An experimental cancer vaccine that can up our immune system’s ability to fight cancers could work in pair with other cancer therapies to combat aggressive tumors, reports a new research published recently in the journal Proceedings of the National Academy of Sciences.
The research team from Scripps Research Institute showed that when a molecule called Diprovocim is added to a vaccine, it can bring cancer-fighting cells to tumor sites. They conducted experiments in mice with melanoma and the results indicate that these vaccines could raise the chances of recovery in cases where a drug therapy alone is not effective.
“This co-therapy produced a complete response–a curative response–in the treatment of melanoma,” said Dale Boger, Scripps Research Professor, PhD, who also co-led the study with Nobel laureate Bruce Beutler, MD, of UT Southwestern.
This vaccine also helps the immune system to fight tumor cells should these cells ever return, which is something that could be a great help for preventing cancer recurrence. “Just as a vaccine can train the body to fight off external pathogens, this vaccine trains the immune system to go after the tumor,” Boger explained.
Diprovocim, developed by Boger and Beutler, functions as an “adjuvanta”-which is molecule added to a vaccine that can inflame the body’s immune response. This molecule can be synthesized easily in the lab and easy to modify- which makes it attractive in the field of medicine. This new study shows that adding Diprovocim to a vaccine that targets cancer cells can lead to dramatic results.
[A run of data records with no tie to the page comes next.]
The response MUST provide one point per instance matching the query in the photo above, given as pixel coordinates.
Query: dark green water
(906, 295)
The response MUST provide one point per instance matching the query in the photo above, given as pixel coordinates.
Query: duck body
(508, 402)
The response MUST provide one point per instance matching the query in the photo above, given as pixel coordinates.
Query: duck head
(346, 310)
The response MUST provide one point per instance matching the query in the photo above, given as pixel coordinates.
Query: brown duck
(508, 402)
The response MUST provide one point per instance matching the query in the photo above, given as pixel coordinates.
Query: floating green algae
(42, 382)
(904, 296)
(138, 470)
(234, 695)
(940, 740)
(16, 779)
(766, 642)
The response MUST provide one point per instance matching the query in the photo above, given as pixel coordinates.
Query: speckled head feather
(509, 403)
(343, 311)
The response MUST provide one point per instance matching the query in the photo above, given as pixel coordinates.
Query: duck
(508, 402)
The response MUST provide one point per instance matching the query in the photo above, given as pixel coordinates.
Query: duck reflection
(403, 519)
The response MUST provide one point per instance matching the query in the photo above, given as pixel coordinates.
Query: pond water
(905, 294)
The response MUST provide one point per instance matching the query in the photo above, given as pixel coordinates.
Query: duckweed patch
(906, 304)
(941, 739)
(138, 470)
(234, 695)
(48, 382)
The researchers tested the vaccine who had a form of infamous aggressive melanoma. All the mice in the experiment were given the anti-cancer therapy anti-PD-L1. They were then split into three different groups: eight had received the cancer vaccine, eight received the cancer vaccine plus Diprovocim, and the other eight received the cancer vaccine and also an alternative adjuvant called alum.
The researchers saw that there was a 100 percent survival rate over 54 days in the mice who were given the cancer vaccine and Diprovocim, while there was a zero percent survival rate in mice who were only given the cancer vaccine and a 25 percent survival rate in mice who had been given the cancer vaccine with alum. “It was exciting to see the vaccine working simultaneously with a cancer immunotherapy like anti-PD-L1,” said Boger.